Двенадцать человек офицеров полка теснились в одной халупе. Разбитые усталостью, голодные легли спать. Около полуночи приехала полевая кухня. Хорунжий Чубов принес котелок щей, жирный их аромат разбудил офицеров, и через четверть часа, опухшие со сна, офицеры ели жадно, без разговоров, наверстывали за два потерянных в боях дня. После позднего обеда исчез сон. Офицеры, отягощенные едой, лежали на бурках, на соломе, курили.
Подъесаул Калмыков, маленький круглый офицер, носивший не только в имени, но и на лице признаки монгольской расы, говорил, резко жестикулируя:
— Эта война не для меня. Я опоздал родиться столетия на четыре. Знаешь, Петр, — говорил он, обращаясь к сотнику Терсинцеву, произнося, слово «Петр» с подчеркнутым «е» вместо «ё», — я не доживу до конца этой войны.
— Брось хиромантию, — басовито хрипнул тот из-под бурки.
— Никакой хиромантии. Это конец предопределенный. У меня атавизм, и я, ей-богу, тут лишний. Когда мы сегодня шли под огнем, я дрожал от бешенства. Не выношу, когда не вижу противника. Это гадкое чувство равносильно страху. Тебя разят на расстоянии нескольких верст, а ты едешь на коне, как дудак по степи под охотничьим прицелом.
— Я смотрел в Купалке австрийскую гаубицу.
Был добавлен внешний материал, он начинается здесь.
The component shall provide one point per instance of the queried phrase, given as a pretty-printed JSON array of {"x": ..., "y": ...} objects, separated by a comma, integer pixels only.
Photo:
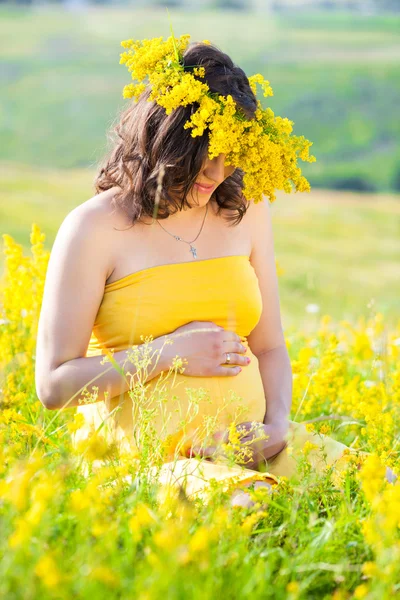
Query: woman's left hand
[{"x": 256, "y": 445}]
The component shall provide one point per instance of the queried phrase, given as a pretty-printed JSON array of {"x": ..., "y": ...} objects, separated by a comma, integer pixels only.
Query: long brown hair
[{"x": 149, "y": 142}]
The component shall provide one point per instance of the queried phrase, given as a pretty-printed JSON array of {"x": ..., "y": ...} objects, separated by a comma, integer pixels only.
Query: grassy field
[
  {"x": 337, "y": 250},
  {"x": 336, "y": 76}
]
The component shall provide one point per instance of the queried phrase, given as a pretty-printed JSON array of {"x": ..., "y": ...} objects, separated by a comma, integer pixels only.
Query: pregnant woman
[{"x": 177, "y": 244}]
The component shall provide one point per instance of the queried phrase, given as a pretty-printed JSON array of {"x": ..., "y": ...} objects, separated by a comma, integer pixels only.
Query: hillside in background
[
  {"x": 338, "y": 252},
  {"x": 337, "y": 77}
]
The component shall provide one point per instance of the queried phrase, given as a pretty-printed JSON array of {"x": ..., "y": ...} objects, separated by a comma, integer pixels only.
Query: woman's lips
[{"x": 205, "y": 189}]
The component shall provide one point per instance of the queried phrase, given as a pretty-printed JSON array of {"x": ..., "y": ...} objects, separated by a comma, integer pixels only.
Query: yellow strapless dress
[{"x": 156, "y": 301}]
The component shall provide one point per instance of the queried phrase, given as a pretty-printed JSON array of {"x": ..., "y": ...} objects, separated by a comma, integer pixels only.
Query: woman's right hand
[{"x": 204, "y": 346}]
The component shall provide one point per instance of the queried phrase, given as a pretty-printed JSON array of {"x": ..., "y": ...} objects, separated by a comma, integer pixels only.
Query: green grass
[
  {"x": 336, "y": 76},
  {"x": 339, "y": 251}
]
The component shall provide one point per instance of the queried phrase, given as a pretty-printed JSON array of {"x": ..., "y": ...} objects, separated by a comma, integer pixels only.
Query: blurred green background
[{"x": 335, "y": 73}]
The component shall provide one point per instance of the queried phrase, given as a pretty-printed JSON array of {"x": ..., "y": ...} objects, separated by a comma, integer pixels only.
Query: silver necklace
[{"x": 179, "y": 239}]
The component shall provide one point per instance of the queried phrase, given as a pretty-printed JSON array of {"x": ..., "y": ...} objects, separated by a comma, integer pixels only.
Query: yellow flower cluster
[{"x": 263, "y": 147}]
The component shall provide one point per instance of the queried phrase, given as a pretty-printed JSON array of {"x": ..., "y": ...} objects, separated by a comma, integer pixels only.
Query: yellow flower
[{"x": 264, "y": 147}]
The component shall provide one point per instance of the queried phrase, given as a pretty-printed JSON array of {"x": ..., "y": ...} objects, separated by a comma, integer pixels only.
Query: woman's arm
[
  {"x": 74, "y": 288},
  {"x": 267, "y": 340}
]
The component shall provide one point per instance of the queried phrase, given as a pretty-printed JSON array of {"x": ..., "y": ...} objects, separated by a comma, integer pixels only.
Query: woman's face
[{"x": 211, "y": 175}]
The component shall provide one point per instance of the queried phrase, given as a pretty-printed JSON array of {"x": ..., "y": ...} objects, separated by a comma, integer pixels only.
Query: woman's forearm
[
  {"x": 277, "y": 378},
  {"x": 67, "y": 383}
]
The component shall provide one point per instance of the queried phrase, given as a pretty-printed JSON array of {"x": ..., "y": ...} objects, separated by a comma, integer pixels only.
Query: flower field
[{"x": 92, "y": 522}]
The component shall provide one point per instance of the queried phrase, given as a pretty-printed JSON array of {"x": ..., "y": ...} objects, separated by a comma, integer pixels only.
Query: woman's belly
[{"x": 174, "y": 403}]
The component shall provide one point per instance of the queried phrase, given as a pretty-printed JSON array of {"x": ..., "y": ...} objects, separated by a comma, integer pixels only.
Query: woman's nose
[{"x": 215, "y": 169}]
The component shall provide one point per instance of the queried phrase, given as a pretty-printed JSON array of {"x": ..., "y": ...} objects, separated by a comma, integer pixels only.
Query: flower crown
[{"x": 263, "y": 147}]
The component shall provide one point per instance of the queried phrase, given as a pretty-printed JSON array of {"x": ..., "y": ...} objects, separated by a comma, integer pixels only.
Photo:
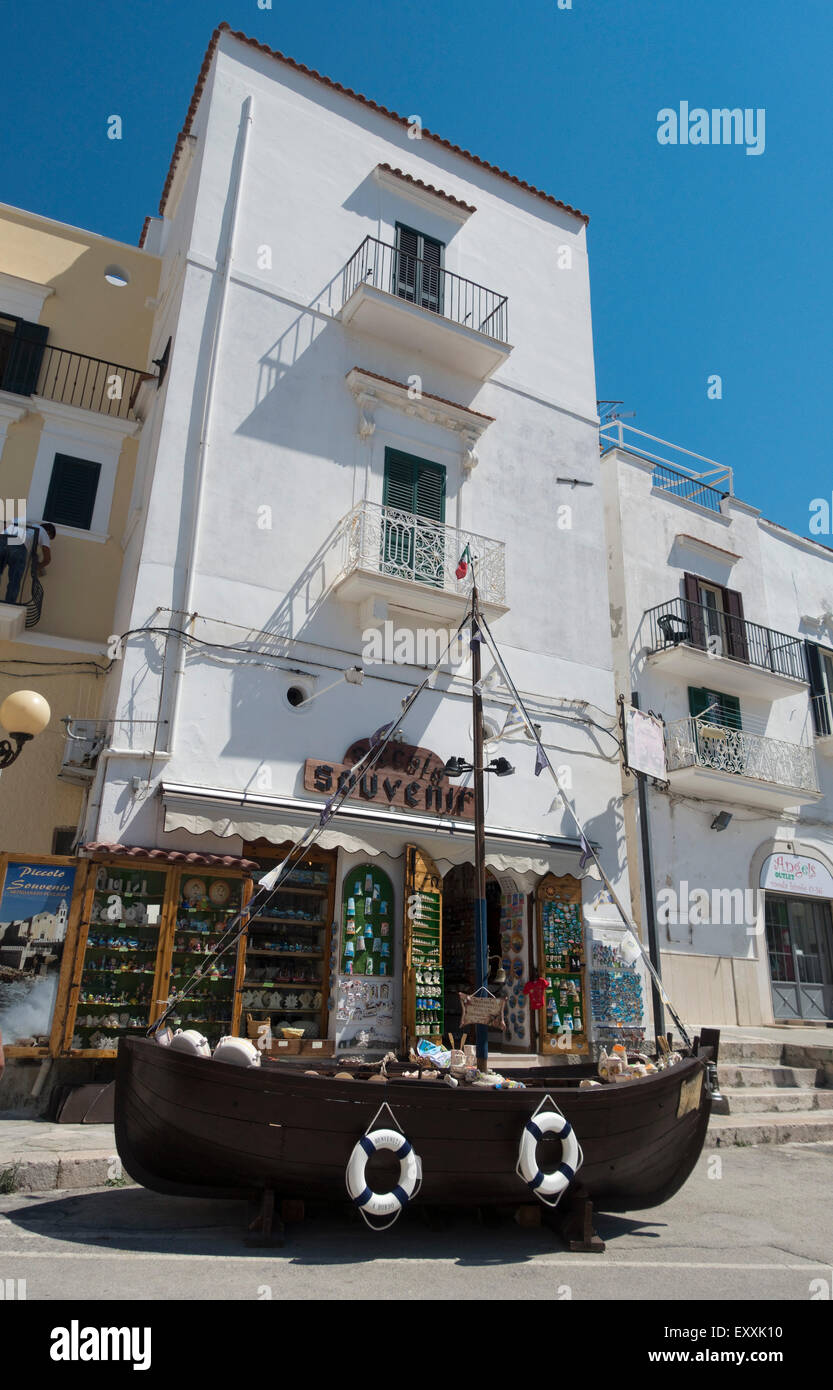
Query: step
[
  {"x": 765, "y": 1054},
  {"x": 734, "y": 1075},
  {"x": 805, "y": 1127},
  {"x": 783, "y": 1100}
]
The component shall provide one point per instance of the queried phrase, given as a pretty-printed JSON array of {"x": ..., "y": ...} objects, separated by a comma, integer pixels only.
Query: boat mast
[{"x": 480, "y": 931}]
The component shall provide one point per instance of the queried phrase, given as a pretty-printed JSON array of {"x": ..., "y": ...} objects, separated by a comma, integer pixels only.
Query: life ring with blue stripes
[
  {"x": 410, "y": 1173},
  {"x": 548, "y": 1184}
]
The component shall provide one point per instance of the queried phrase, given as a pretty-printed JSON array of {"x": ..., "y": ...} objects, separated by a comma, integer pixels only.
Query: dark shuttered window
[
  {"x": 21, "y": 353},
  {"x": 73, "y": 488},
  {"x": 417, "y": 268}
]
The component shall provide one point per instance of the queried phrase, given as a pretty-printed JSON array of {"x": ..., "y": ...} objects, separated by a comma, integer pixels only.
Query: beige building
[{"x": 75, "y": 319}]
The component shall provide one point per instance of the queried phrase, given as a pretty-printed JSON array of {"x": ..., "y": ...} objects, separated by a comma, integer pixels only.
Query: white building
[
  {"x": 722, "y": 623},
  {"x": 377, "y": 350}
]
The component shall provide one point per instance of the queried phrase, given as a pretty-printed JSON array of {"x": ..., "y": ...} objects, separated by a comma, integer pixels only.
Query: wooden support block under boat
[{"x": 192, "y": 1126}]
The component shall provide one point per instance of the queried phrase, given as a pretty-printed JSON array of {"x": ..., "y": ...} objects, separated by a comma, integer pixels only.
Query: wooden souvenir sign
[{"x": 405, "y": 776}]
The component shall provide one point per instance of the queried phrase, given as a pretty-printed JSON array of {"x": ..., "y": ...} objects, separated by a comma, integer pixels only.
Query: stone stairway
[{"x": 778, "y": 1093}]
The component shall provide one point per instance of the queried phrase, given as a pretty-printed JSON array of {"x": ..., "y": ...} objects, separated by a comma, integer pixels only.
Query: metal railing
[
  {"x": 405, "y": 546},
  {"x": 430, "y": 287},
  {"x": 670, "y": 474},
  {"x": 722, "y": 634},
  {"x": 693, "y": 742},
  {"x": 35, "y": 369}
]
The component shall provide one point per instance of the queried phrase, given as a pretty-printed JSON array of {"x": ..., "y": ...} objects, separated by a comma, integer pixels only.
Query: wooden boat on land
[{"x": 198, "y": 1127}]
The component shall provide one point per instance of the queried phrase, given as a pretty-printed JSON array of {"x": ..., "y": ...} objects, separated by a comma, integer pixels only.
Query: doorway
[
  {"x": 459, "y": 891},
  {"x": 798, "y": 941}
]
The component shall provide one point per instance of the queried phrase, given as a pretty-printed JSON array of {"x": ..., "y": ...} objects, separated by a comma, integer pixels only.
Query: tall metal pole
[
  {"x": 648, "y": 883},
  {"x": 480, "y": 927}
]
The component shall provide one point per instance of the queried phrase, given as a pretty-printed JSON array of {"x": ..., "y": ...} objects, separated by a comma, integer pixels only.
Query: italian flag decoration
[{"x": 463, "y": 565}]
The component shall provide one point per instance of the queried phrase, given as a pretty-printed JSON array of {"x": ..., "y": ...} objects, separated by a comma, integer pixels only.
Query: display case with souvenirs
[
  {"x": 287, "y": 962},
  {"x": 145, "y": 931},
  {"x": 200, "y": 983},
  {"x": 424, "y": 987},
  {"x": 561, "y": 955},
  {"x": 616, "y": 991},
  {"x": 117, "y": 957}
]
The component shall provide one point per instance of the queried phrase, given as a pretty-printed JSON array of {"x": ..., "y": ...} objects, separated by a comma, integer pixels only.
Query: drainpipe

Кто из вас видел, господа? — спросил есаул Атаманчуков, слизывая с рыжих, подстриженных по-английски усов крошки мясных консервов.
— Замечательно! Прицельная камера, весь механизм — верх совершенства, — восторженно заметил хорунжий Чубов, успевший опорожнить второй котелок щей.
— Я видел, но о своих впечатлениях умалчиваю. Профан в артиллерии. По-моему, пушка как пушка, — зевластая.
— Завидую тем, кто в свое время воевал первобытным способом, — продолжал Калмыков, теперь уже обращаясь к Листницкому. — В честном бою врубиться в противника и шашкой разделить человека надвое — вот это я понимаю, а то черт знает что!
— В будущих войнах роль кавалерии сведется к нулю.
— Вернее, ее самой не будет существовать.
— Ну, это-то положим!
— Вне всякого сомнения.
— Слушай, Терсинцев, нельзя же человека заменить машиной. Это крайность.
— Я не про человека говорю, а про лошадь. Мотоцикл или автомобиль ее заменит.
— Воображаю, автомобильный эскадрон.
— Глупость! — загорячился Калмыков. — Конь еще послужит армиям. Абсурдная фантазия! Что будет через двести — триста лет, мы не знаем, а сейчас, во всяком случае, конница…
— Что ты будешь делать, Дмитрий Донской, когда траншеи опояшут фронт? А? Ну-ка, отвечай!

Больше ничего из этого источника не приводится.